Stein looked at the ground, suddenly fascinated with the
grass. In anticipation of their arrival at Tau Prius, for the last two decades
kids had been encouraged to take up skills that would be useful on the ground.
And, as was their custom, the kids had done anything but.

“So, you don’t want to land either?” Ellen asked.

“I dunno. What’s the rush, right? The planet’s not going
anywhere.”

Stein plucked some of the grass, twisting it in her fingers.
The whole ship had a case of separation anxiety. The psychologists on the feeds
all had excellent explanations for this. Agoraphobia. Santiago Syndrome. Big
Scared Baby Condition.

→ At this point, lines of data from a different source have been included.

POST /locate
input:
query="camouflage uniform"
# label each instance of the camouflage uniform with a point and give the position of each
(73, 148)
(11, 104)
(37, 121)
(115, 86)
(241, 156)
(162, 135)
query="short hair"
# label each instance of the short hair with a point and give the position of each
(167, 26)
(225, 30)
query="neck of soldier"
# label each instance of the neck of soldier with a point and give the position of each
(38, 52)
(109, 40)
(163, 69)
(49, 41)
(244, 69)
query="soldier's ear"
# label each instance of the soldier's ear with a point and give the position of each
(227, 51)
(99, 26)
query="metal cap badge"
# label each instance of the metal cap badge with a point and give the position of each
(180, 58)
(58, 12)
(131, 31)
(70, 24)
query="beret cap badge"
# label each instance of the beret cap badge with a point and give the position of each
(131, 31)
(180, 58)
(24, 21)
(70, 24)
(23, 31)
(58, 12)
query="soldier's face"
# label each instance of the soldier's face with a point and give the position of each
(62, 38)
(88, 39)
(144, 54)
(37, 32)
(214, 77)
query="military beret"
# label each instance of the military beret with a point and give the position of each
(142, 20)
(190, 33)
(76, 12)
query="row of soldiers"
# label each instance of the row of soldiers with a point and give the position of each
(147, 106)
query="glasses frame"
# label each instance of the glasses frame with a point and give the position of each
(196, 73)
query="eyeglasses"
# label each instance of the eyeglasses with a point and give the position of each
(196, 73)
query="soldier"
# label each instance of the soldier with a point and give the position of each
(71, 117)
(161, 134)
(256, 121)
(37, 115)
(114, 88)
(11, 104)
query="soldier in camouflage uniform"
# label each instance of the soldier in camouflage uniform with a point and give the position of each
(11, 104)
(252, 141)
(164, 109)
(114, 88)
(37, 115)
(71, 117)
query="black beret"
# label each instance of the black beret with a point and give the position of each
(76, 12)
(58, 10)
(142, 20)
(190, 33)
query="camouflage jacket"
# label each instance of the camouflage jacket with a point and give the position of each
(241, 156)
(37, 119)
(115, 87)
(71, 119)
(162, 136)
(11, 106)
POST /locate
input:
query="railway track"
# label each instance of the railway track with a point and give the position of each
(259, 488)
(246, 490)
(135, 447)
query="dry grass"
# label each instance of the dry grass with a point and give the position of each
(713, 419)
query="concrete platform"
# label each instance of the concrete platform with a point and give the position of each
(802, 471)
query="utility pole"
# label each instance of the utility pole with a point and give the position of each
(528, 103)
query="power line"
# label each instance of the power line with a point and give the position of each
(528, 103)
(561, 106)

Whatever it was called, with less than a year to go until
the most fundamental change of address possible, every person on the ship still
went serenely about their lives, pretending that nothing was about to change.

And she couldn’t admit to feeling much different herself. She
too had had a hard time wrapping her head around the idea of living on a
spinning ball. Topography, for example, was pretty fucking crazy. And the sky?
She could never visualize the geometry of it. When she closed her eyes to try, more
than once she felt an enormous sense of panic, eyes opening wide, heart pounding
at the vision of the ground curving
away
from her. Easier to just not
think about it.

Kasey continued, “Besides, they’ll need people to keep the
ship running. I think it’d be cool to work with the engines. You know.
Vrooooooom.”

Stein continued fidgeting with the grass, not looking at him.
“You should definitely do that.”

“I heard it’s tough, though.”

“Oh, it is.”

“I heard they only take the best. I wouldn’t want to waste
my time.”

Stein examined the little braided loop of grass she’d made,
before crushing it into a ball. “I wouldn’t worry about that. That kind of
consideration hinges heavily on how valuable your time is.”

An exasperated look descended on Ellen’s face. Kasey smiled
tightly, his eyes casting around the rest of the park. Seeing something behind
Stein, or maybe just pretending to, he stood up. “I’m going to go get a drink.
I’ll catch up with you later, Ellen. Nice meeting you,” he said to Stein, doing
a passable job of faking it. He walked back into the crowd.

The two women sat there in silence for a while. Finally,
Ellen said, “I think he’s in love with you.”

“Ha.” Stein shook her head. “Where did you find him? You
wearing those short shorts around playgrounds again?”

Ellen scoffed. “I’ll have you know I’m a happily married
woman, Laura. And as a happily married woman, I’m perfectly entitled to let a
young man buy me a drink, provided I have no intention of doing anything other
than drink that drink and make polite chit chat and maybe make him buy me
another drink. Thanks for your help with the polite chit chat, by the way. I
think you’re really starting to get the hang of it.”